The simplest solution is, indeed, scheduled backups with media air-gapped after backup. Tedious, and you actually have to do it regularly; but external HDDs are cheap and nothing can scribble on a volume that isn’t even connected, much less mounted.
The lazier-but-not-as-safe approach would be to keep the backup storage(whether direct or network attached) connected at all times; but ensure that your account isn’t allowed access to it; and only root/administrator and the account that the backup program will be running in can touch it.
This is useless against ransomware that is coupled with a privilege escalation(either vulnerability or social engineering); but the whole point of ransomware is to exploit the fact that the files people care about are also the files that they own, so much(but not all) ransomware doesn’t actually try to break out of your security context and just hits everything it can reach within it. Any such non-escalated malware won’t be able to access the backup volumes, since you aren’t able to access the backup volume as ‘you’.

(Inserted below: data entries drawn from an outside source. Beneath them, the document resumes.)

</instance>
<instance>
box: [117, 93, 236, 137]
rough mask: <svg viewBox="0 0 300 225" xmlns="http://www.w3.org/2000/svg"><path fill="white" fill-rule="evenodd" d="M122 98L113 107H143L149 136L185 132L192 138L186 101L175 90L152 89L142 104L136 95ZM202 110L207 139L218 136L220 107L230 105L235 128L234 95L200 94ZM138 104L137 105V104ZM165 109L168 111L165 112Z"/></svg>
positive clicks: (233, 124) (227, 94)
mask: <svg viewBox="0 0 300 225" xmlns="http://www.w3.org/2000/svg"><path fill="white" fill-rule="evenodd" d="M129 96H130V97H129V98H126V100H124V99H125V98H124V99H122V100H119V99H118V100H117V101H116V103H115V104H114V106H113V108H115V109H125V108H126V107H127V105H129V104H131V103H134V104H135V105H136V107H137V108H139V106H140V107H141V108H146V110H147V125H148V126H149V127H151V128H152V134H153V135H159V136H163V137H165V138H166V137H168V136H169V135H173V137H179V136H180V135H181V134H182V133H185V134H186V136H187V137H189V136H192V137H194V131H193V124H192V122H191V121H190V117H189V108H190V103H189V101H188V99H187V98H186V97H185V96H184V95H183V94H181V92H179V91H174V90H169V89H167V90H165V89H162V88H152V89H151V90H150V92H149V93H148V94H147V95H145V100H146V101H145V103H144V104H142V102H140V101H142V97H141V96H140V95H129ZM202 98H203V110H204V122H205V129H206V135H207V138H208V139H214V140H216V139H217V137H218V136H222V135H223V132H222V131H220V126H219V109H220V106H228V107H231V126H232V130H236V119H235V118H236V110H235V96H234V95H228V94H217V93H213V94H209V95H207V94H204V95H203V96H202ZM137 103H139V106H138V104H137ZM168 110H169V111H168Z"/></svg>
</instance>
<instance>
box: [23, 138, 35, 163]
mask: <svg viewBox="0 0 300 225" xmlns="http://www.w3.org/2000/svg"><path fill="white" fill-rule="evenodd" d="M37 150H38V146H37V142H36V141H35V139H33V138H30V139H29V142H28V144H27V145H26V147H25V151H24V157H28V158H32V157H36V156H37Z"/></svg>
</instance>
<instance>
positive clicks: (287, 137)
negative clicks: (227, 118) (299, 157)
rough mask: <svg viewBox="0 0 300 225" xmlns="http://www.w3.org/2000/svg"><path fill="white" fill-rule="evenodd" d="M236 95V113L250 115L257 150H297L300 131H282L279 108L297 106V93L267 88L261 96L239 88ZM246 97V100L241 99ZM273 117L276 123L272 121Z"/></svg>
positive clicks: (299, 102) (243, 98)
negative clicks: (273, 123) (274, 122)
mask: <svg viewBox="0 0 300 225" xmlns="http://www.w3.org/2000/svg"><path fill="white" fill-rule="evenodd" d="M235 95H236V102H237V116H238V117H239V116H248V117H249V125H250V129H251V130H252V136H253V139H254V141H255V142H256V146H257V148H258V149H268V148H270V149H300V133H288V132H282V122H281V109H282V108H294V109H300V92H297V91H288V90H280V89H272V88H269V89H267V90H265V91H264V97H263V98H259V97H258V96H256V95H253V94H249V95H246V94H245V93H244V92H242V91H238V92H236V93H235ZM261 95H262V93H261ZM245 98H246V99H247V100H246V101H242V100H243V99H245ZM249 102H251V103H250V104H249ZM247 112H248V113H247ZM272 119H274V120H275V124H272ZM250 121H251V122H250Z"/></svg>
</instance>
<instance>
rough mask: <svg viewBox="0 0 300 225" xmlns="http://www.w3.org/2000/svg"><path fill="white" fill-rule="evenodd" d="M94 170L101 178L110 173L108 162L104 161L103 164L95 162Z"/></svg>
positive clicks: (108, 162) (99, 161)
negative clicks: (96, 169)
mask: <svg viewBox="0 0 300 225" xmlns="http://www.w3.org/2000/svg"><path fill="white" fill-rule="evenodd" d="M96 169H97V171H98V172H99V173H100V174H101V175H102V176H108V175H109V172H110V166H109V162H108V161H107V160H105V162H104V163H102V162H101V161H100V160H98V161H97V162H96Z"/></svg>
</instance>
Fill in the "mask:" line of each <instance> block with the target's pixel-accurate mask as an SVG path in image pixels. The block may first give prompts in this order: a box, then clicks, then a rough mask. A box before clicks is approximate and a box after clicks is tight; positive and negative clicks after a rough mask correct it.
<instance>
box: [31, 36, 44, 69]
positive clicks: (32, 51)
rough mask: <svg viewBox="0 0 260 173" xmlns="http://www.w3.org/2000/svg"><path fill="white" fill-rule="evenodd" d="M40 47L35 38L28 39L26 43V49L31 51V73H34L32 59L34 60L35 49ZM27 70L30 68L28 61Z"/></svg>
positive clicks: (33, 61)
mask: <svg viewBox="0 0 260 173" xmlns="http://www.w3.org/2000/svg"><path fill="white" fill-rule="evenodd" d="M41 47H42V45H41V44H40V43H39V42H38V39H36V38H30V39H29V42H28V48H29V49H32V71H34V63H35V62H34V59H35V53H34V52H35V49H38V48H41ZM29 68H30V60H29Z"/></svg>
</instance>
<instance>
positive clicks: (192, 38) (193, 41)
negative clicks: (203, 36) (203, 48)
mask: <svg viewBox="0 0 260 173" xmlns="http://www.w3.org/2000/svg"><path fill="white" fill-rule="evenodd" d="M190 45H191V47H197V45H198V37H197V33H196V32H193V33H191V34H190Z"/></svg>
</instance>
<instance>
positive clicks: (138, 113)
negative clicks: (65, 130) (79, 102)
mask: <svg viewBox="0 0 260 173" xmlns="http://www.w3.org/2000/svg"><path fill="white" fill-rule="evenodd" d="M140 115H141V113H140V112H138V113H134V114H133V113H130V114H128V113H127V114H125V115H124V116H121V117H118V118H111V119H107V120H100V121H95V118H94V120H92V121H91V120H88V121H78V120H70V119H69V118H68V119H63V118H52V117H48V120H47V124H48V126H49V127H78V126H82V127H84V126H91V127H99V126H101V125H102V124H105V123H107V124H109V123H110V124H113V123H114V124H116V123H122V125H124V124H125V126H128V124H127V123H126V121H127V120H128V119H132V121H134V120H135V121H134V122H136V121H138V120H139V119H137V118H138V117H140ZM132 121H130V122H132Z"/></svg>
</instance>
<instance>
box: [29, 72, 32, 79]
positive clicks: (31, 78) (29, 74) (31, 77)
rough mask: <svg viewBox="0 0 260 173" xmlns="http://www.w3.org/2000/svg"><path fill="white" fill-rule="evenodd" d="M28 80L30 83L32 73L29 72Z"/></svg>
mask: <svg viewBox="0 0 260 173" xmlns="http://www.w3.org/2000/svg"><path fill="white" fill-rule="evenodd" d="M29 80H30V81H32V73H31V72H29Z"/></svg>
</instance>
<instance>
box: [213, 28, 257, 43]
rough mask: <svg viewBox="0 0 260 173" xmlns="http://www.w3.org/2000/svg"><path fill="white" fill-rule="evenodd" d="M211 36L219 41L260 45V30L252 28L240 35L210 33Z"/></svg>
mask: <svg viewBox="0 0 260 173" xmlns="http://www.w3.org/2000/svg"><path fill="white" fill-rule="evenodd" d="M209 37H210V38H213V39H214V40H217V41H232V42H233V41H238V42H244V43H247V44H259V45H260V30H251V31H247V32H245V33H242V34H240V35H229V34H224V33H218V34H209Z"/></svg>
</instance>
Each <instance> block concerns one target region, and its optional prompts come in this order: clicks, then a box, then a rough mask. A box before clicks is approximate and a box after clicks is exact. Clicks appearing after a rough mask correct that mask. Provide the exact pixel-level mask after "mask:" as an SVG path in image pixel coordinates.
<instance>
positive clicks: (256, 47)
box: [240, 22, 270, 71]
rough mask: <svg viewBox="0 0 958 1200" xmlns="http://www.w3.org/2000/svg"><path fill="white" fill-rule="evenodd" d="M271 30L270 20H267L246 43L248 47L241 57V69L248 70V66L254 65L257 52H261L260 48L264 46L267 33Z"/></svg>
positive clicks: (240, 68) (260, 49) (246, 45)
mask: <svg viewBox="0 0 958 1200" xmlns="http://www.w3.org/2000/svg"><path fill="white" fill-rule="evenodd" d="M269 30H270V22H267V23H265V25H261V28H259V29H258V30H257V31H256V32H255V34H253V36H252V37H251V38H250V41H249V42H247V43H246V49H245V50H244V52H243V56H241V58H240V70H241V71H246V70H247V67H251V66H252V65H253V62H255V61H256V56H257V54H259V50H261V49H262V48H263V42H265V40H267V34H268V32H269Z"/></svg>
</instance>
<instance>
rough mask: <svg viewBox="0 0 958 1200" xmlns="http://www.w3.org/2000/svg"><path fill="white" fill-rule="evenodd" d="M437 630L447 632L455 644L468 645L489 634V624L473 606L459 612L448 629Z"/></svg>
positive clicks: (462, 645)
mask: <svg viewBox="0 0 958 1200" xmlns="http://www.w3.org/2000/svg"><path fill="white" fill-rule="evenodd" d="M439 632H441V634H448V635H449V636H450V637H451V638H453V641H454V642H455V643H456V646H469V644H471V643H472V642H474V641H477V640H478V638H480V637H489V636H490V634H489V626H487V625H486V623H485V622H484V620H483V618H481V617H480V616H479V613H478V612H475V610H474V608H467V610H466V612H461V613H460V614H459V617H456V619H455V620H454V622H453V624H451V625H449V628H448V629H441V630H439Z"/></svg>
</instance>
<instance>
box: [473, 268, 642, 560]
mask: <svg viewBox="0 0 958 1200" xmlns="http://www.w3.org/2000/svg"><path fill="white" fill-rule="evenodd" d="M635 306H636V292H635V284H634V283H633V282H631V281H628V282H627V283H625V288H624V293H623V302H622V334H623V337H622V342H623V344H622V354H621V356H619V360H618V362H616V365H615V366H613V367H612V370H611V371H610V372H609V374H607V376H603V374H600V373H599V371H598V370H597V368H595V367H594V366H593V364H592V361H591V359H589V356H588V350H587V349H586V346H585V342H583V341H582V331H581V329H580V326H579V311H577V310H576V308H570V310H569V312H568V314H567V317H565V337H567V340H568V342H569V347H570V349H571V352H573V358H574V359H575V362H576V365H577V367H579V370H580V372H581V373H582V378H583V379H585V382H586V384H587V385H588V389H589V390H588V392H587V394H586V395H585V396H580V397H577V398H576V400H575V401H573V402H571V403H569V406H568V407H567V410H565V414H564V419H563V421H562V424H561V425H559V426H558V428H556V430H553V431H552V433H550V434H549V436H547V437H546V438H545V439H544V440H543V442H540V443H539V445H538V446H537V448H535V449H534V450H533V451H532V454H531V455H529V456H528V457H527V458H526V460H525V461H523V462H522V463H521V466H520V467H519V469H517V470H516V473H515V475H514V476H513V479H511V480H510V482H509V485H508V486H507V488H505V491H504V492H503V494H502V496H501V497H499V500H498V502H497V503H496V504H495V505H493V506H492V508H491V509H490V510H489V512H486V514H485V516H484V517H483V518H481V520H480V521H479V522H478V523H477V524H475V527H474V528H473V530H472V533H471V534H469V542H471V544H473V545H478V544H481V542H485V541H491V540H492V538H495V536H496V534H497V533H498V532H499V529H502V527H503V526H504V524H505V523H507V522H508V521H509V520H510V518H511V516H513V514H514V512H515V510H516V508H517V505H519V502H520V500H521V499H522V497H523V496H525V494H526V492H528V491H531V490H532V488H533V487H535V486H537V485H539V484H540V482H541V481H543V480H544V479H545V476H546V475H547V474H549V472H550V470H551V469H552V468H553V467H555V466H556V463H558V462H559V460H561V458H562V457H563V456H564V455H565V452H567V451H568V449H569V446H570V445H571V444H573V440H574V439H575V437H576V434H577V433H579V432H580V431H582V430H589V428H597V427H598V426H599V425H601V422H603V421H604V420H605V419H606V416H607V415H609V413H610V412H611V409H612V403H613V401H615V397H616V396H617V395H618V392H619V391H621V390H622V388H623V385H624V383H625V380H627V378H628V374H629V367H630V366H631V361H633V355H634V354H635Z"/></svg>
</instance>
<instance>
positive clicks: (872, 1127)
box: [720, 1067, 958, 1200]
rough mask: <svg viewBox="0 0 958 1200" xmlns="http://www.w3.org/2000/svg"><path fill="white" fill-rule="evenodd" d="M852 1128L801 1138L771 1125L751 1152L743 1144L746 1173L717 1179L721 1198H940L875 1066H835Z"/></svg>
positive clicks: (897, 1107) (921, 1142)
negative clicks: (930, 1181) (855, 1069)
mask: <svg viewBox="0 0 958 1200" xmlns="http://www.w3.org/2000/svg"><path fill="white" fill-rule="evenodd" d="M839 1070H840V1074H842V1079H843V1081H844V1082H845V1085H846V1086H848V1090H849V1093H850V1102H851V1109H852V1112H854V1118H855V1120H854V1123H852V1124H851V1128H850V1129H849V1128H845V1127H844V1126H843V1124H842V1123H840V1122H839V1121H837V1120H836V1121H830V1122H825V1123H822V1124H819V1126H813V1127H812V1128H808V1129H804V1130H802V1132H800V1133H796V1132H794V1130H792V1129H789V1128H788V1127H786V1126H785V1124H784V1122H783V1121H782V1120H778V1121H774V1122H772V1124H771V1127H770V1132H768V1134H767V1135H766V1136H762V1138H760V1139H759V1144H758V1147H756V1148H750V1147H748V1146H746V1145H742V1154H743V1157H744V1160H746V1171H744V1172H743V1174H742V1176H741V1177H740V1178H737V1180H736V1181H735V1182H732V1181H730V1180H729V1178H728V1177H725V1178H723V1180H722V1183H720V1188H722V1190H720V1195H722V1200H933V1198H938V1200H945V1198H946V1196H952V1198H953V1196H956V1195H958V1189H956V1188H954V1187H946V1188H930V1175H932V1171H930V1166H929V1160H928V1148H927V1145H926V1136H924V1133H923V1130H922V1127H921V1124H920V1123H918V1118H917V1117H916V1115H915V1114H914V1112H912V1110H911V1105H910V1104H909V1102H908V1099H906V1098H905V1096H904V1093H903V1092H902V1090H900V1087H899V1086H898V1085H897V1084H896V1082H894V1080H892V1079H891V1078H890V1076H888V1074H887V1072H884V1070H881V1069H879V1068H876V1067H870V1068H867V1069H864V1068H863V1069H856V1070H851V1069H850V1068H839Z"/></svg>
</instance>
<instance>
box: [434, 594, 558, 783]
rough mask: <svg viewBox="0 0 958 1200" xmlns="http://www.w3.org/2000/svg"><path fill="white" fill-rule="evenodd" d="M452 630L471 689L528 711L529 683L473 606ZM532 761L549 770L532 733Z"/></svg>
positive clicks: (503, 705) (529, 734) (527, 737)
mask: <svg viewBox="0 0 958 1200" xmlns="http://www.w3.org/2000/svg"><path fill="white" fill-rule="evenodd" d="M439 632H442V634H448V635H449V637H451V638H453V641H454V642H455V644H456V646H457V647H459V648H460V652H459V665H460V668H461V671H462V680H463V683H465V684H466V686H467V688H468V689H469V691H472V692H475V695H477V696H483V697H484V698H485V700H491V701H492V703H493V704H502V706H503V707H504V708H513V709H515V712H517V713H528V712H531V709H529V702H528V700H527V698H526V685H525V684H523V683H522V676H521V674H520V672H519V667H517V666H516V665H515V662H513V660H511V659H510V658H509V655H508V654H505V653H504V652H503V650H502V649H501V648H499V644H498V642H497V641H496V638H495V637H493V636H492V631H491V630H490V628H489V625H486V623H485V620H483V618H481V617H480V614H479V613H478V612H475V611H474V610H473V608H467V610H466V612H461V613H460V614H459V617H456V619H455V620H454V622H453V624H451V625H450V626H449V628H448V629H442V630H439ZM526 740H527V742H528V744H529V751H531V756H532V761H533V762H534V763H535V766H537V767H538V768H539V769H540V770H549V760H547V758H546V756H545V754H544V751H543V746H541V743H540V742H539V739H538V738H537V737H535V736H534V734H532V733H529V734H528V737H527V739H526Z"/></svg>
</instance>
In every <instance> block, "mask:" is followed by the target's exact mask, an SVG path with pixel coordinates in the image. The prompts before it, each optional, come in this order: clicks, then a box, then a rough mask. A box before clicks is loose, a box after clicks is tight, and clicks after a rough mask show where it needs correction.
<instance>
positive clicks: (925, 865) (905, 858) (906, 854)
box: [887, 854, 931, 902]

If you feel like going old school and exotic, Plan 9 had some pretty neat filesystems for back purposes(and, since you can use them either in a VM or via Plan 9 from userspace, this might actually be relevant even though Plan9 isn’t, alas): the ‘Fossil’ filesystem has nice built-in support for taking snapshots; and the ‘Venti’ filesystem is WORM, so the two are typically used together with snapshots from Fossil periodically being archived to Venti. Because it really doesn’t do delete/rewrite, you can run Venti on actual WORM media(which mostly means painfully expensive tape drives with firmware that enforces the write-once restrictions); but it also works on normal HDDs; and can only be overwritten by escalating privilege enough to scribble directly on the block device or nuke the entire volume.
If you aren’t going to go with the simple-but-manual option; it’d probably be a good idea not to rely on direct attached storage. Fileservers are hardly invulnerable(and any competent ransomware will enthusiastically trash any network volumes you have access to); but having the separate OS, which doesn’t routinely interact with the internet and handle all the activities that tend to lead to infection, makes it more likely that OS-enforced privilege separation will be maintained, even if your primary computer is rooted. Direct attached storage, of course, is always at the mercy of your computer, so it will be vulnerable if something unpleasant breaks out of a limited user context.
(edit: if you are of even the mildly tinkering-y persuasion, the fact that most direct-attached storage is USB and designed to be safely removable(Windows has disabled write caching for external media by default since either XP or 2000, I’m not sure which OSX versions and Linux distributions do or don’t do it by default; but it’s a good idea there as well), it would be relatively easy and safe to get all clever and modify one of the USB hubs with per-port switches, like this one no specific endorsement just an example to allow the widget of your choice; arduino, rPi, anything with GPIO, bring USB-attached disks on and offline on schedule for you, without any manual plugging and unplugging. That definitely falls into “because I can” territory; and may not be worth the effort; but it is an option. You could do the same if the HDDs you are using have power switches of their own, as most 3.5in drives do.)